‘The Afterlife of Kenzaburo Tsuruda’ is a spiritual tale of hubris and redemption
I have to admit I was a bit leery when I picked up “The Afterlife of Kenzaburo Tsuruda.” A friend of the author contacted me about the novel, written by Elisabeth Wilkins Lombardo of Cape Elizabeth, who died of cancer in 2015 at age 47. A group of friends had rallied to get her book published posthumously. Moved by this labor of love and loyalty, I agreed to take a look, but cynically suspected that it was just that and that, to anyone not clouded by their grief and loss, the book would likely prove to be unexceptional at best.
I was wrong. This spellbinding novel had me on the first page. “I am a reluctant ghost,” says Tsuruda, a man of science who doesn’t believe in the afterlife he finds himself in. He is visiting his home during his first Obon, a Japanese Buddhist festival that honors the spirits of ancestors. “During the Days of the Dead, we spirits are allowed to visit our old lives. We loiter in the living world to watch our family lines dwindle from a torrent to the intermittent drip, drip, drip of water off a cedar bough,” Tsuruda explains.
Tsuruda’s experiences during his first Obon are just one facet of this enlightening spiritual tale of hubris and redemption. Regret is a heavy burden in this story that begins in the 1990s and explores the lives of Tsuruda, his wife, sister-in-law and his modern-minded daughter, whose aspirations have been hijacked. The story seamlessly goes back to the WWII years, including the bombing of Hiroshima. Each character is fallible, each has secrets.
It is Tsuruda’s task in Yamato, a limbo between life and the true rewards of the afterlife, to save his family line. For generations, the Tsurudas have been “hungry ghosts,” unable to move on. If Tsuruda fails, his wife, who is near death, and his daughter will suffer the same fate.
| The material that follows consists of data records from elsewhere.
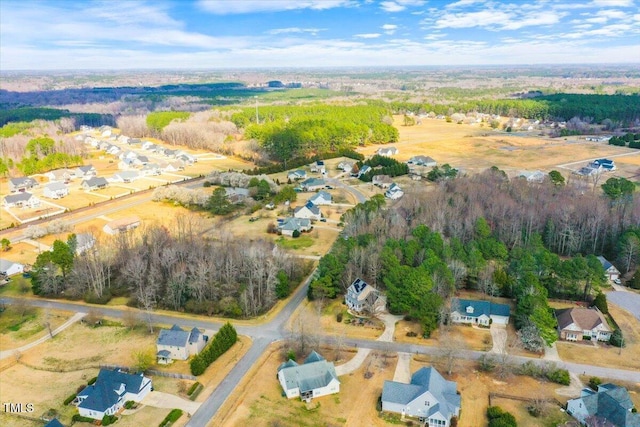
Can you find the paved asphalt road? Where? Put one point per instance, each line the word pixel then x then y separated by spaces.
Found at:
pixel 630 301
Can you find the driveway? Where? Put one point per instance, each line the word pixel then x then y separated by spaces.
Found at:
pixel 158 399
pixel 630 301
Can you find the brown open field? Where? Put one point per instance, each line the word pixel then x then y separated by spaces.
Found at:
pixel 474 148
pixel 257 401
pixel 606 355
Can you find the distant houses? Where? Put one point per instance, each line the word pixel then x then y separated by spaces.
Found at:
pixel 315 377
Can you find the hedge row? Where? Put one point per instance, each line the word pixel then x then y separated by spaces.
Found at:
pixel 221 342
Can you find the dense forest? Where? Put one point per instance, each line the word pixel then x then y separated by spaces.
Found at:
pixel 501 237
pixel 177 270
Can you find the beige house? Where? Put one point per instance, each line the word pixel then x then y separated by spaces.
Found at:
pixel 575 324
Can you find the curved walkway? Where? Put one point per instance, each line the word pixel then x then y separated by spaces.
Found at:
pixel 8 353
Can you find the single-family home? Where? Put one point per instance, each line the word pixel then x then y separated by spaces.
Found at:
pixel 609 269
pixel 95 183
pixel 428 397
pixel 318 166
pixel 394 192
pixel 21 200
pixel 610 406
pixel 110 392
pixel 9 268
pixel 125 176
pixel 84 242
pixel 578 323
pixel 387 151
pixel 314 378
pixel 297 175
pixel 382 181
pixel 55 190
pixel 308 210
pixel 479 312
pixel 533 176
pixel 422 161
pixel 289 225
pixel 60 175
pixel 85 172
pixel 22 184
pixel 121 225
pixel 312 184
pixel 320 198
pixel 362 297
pixel 178 344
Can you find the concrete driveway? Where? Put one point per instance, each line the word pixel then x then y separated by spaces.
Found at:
pixel 158 399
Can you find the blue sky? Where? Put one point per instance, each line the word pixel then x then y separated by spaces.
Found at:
pixel 174 34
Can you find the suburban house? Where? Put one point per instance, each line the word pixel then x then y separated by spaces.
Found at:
pixel 422 161
pixel 479 312
pixel 125 176
pixel 318 167
pixel 610 270
pixel 428 397
pixel 121 225
pixel 387 151
pixel 362 297
pixel 22 184
pixel 9 268
pixel 312 184
pixel 576 324
pixel 382 181
pixel 297 175
pixel 309 211
pixel 394 192
pixel 533 176
pixel 320 198
pixel 85 171
pixel 60 175
pixel 55 190
pixel 611 405
pixel 289 225
pixel 84 242
pixel 110 392
pixel 21 200
pixel 314 378
pixel 94 183
pixel 177 344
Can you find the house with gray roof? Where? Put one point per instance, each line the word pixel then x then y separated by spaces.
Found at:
pixel 611 405
pixel 178 344
pixel 315 377
pixel 22 184
pixel 21 200
pixel 428 397
pixel 110 392
pixel 479 312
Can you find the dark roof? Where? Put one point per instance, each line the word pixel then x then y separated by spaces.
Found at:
pixel 480 307
pixel 174 337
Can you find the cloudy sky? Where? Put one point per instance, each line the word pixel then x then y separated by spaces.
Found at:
pixel 171 34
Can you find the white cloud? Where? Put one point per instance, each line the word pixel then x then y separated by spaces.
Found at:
pixel 226 7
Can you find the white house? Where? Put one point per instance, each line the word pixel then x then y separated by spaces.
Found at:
pixel 55 190
pixel 609 269
pixel 575 324
pixel 9 268
pixel 314 378
pixel 110 392
pixel 177 344
pixel 429 398
pixel 362 297
pixel 320 198
pixel 479 312
pixel 21 200
pixel 308 211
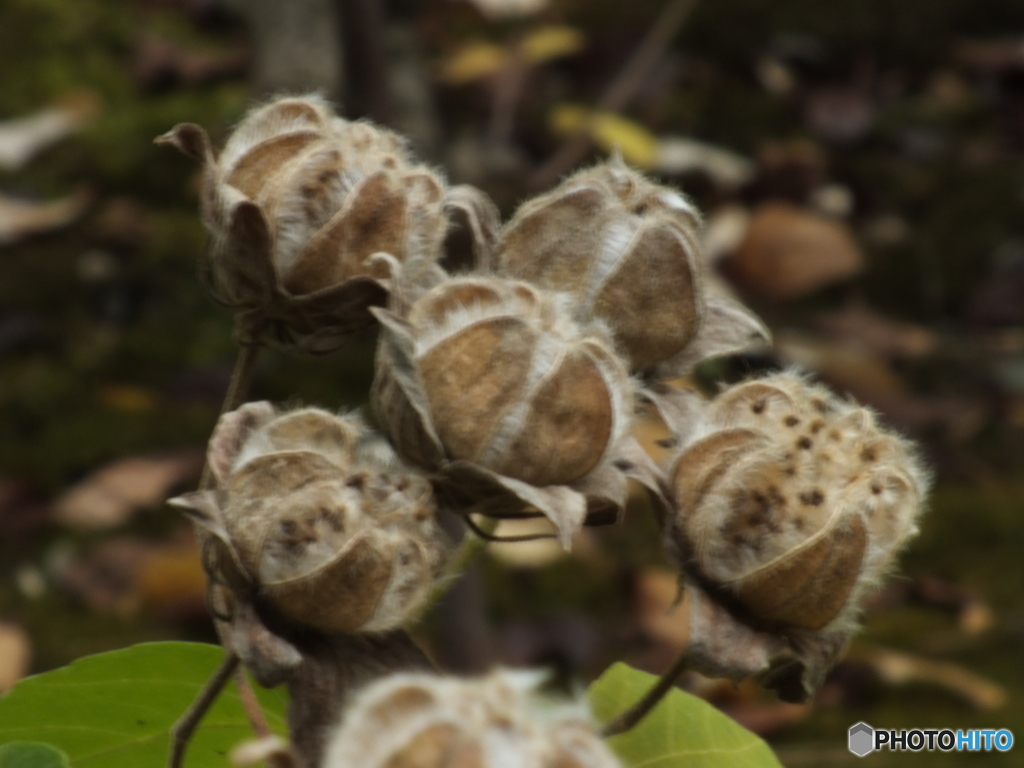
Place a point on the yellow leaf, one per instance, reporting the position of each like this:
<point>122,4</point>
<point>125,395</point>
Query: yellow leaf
<point>472,62</point>
<point>551,42</point>
<point>638,145</point>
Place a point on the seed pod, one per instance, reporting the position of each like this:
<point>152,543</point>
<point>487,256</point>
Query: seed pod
<point>298,203</point>
<point>515,406</point>
<point>791,504</point>
<point>427,721</point>
<point>512,383</point>
<point>328,529</point>
<point>629,251</point>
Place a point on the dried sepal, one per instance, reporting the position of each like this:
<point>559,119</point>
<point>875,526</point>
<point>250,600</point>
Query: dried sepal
<point>790,505</point>
<point>318,519</point>
<point>629,252</point>
<point>514,404</point>
<point>299,203</point>
<point>428,721</point>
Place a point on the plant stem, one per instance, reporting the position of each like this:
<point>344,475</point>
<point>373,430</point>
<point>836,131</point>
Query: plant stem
<point>639,711</point>
<point>182,730</point>
<point>238,390</point>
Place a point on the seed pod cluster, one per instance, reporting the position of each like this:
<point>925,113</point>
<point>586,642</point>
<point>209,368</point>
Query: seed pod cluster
<point>791,503</point>
<point>298,203</point>
<point>629,252</point>
<point>427,721</point>
<point>317,515</point>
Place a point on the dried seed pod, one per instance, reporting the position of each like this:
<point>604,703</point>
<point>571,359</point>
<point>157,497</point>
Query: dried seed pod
<point>511,382</point>
<point>320,520</point>
<point>629,252</point>
<point>792,503</point>
<point>427,721</point>
<point>494,385</point>
<point>298,203</point>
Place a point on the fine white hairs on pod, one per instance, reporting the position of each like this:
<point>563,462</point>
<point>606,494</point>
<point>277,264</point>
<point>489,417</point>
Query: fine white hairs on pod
<point>429,721</point>
<point>298,204</point>
<point>629,251</point>
<point>791,504</point>
<point>493,383</point>
<point>318,517</point>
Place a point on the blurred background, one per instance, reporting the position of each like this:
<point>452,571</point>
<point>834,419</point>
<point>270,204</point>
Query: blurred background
<point>861,168</point>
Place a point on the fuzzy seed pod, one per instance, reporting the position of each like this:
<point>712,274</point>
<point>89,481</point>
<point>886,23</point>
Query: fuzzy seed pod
<point>313,513</point>
<point>426,721</point>
<point>298,203</point>
<point>629,252</point>
<point>496,378</point>
<point>791,504</point>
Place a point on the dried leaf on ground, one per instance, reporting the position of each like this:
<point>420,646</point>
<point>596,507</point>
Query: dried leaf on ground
<point>23,138</point>
<point>861,326</point>
<point>111,495</point>
<point>15,654</point>
<point>160,61</point>
<point>788,252</point>
<point>609,131</point>
<point>863,374</point>
<point>678,155</point>
<point>19,218</point>
<point>126,574</point>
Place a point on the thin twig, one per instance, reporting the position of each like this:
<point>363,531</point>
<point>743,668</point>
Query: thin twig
<point>238,390</point>
<point>182,730</point>
<point>488,536</point>
<point>637,712</point>
<point>251,705</point>
<point>620,91</point>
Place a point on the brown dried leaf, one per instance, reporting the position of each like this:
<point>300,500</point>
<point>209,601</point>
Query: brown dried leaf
<point>125,574</point>
<point>897,668</point>
<point>111,495</point>
<point>790,252</point>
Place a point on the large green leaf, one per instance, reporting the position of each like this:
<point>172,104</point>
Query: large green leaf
<point>682,731</point>
<point>27,755</point>
<point>115,710</point>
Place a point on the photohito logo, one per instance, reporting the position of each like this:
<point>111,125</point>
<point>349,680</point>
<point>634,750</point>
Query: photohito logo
<point>864,739</point>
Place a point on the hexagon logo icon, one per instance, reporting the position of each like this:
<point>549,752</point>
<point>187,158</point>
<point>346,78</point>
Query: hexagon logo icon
<point>861,739</point>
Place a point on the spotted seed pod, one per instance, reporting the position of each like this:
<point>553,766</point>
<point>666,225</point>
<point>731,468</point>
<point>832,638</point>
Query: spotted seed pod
<point>629,251</point>
<point>298,203</point>
<point>320,519</point>
<point>428,721</point>
<point>792,503</point>
<point>494,377</point>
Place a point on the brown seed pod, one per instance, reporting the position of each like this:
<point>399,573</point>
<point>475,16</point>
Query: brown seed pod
<point>314,515</point>
<point>629,251</point>
<point>492,380</point>
<point>427,721</point>
<point>793,503</point>
<point>298,204</point>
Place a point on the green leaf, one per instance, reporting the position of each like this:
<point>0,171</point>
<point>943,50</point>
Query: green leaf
<point>682,731</point>
<point>25,755</point>
<point>115,710</point>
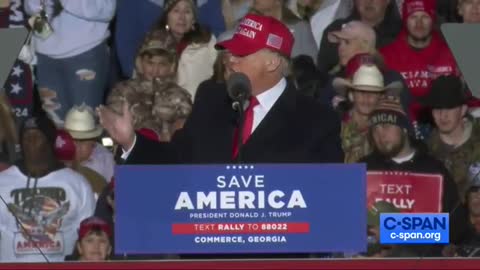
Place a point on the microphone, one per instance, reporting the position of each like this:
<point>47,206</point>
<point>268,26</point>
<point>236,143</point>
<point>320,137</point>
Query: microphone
<point>239,90</point>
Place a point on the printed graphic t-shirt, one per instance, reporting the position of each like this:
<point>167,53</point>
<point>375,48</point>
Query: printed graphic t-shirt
<point>48,214</point>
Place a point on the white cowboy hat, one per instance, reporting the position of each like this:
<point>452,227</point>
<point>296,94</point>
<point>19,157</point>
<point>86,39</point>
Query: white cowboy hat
<point>80,123</point>
<point>367,78</point>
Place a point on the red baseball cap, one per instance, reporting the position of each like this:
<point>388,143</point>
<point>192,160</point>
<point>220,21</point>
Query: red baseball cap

He has until his third Obon to do it, but time as he knows it is altered in Yamato, and Tsuruda feels the pressure.
In the afterlife, Tsuruda is told, “the rules are different” than those he previously followed with his logical mind. “You must rely on that which tells you the most vital truths, but which you have ignored for fear of appearing weak or stupid. …Your greed was the greed of ignorance, your selfishness evidenced by your unwillingness to see the truth if it meant your life would be disrupted.” That selfish disregard for loved ones has plagued the Tsurudas. He comes to see, with gratitude, that “even in death one can learn.”
Lombardo lived in Japan for 10 years and her writing is rich with lovely details of Japanese culture, from the goddesses to the landscape, both of the past and the present. “That night, paper lanterns decorated every wall in our neighborhood, forming an illuminated line down the mountain to the sea. The small river beside our house reflected the light of the lanterns that bobbed along its surface. Fireflies blinked and sparked in the night air. Other lanterns seemed to float down the street, carried by unseen hands.”
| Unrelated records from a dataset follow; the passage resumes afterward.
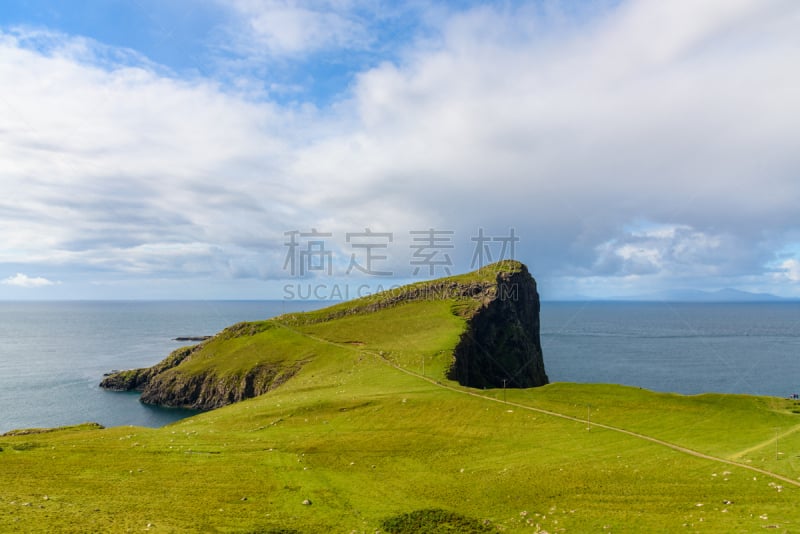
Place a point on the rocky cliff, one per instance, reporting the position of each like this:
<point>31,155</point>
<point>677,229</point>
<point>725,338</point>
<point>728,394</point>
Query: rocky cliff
<point>176,382</point>
<point>499,346</point>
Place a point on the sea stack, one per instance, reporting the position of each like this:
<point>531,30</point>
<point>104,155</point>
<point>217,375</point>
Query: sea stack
<point>501,346</point>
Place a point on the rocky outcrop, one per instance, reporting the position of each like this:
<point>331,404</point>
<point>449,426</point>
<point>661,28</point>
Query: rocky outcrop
<point>501,347</point>
<point>206,391</point>
<point>166,384</point>
<point>137,379</point>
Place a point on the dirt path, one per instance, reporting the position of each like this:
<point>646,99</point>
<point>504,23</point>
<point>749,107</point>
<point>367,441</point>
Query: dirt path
<point>645,437</point>
<point>767,443</point>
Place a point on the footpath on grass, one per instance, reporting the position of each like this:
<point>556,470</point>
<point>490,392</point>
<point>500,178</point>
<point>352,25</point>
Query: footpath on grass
<point>673,446</point>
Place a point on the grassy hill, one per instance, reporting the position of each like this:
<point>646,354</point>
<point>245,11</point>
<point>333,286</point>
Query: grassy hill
<point>361,439</point>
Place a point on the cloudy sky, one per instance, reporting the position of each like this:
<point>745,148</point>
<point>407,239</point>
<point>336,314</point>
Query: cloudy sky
<point>226,148</point>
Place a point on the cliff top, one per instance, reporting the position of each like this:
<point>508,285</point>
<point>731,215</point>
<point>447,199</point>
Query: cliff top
<point>426,320</point>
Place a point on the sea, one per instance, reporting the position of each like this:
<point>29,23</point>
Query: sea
<point>53,354</point>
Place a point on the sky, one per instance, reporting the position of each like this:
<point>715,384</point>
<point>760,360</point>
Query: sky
<point>268,149</point>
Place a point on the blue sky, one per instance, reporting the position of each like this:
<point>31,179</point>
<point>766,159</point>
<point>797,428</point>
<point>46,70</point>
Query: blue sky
<point>153,149</point>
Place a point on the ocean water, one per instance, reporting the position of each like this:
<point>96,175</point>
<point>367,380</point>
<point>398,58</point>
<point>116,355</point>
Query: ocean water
<point>751,348</point>
<point>53,354</point>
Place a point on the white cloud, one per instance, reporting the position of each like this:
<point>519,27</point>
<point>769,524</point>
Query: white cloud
<point>788,271</point>
<point>283,27</point>
<point>23,280</point>
<point>679,113</point>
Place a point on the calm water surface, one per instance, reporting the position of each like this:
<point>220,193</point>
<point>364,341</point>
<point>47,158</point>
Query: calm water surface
<point>54,354</point>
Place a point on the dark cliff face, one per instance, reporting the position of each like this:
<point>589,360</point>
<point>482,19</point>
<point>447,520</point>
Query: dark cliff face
<point>499,347</point>
<point>501,343</point>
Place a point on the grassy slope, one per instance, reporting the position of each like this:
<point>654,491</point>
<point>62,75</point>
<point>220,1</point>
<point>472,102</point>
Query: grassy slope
<point>363,441</point>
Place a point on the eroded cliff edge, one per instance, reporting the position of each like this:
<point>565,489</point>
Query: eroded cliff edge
<point>499,346</point>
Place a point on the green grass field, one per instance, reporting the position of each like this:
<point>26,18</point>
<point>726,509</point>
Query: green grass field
<point>362,437</point>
Tsuruda’s turmoil comes alive even in this flowingly peaceful and gentle writing. “The memory, fresh as green cut melon…More memories come rushing back, swallows to their home, darting inside the cracks of my resolve.”
In “The Afterlife of Kenzaburo Tsuruda,” Lombardo takes on the meaning of a life well lived and renders it beautifully.
“Beth wrote a novel about the delicate veil between life and death—and now she is herself, dead. Beth would see humor in that. She loved to laugh,” her husband writes in a foreword to her novel. “Beth believed in an afterlife, and through her story of a complex Japanese family—both living and dead—I can see, smell, hear, and taste exactly how that afterlife existed in her mind. Those descriptions comfort me, as well as the other people who knew her best.”
Lombardo’s friends may have set out on a labor of love, but the fruits of their labor are a gift not just to the spirit of Lombardo, but to all.
Amy Canfield is a bibliophile who lives in South Portland.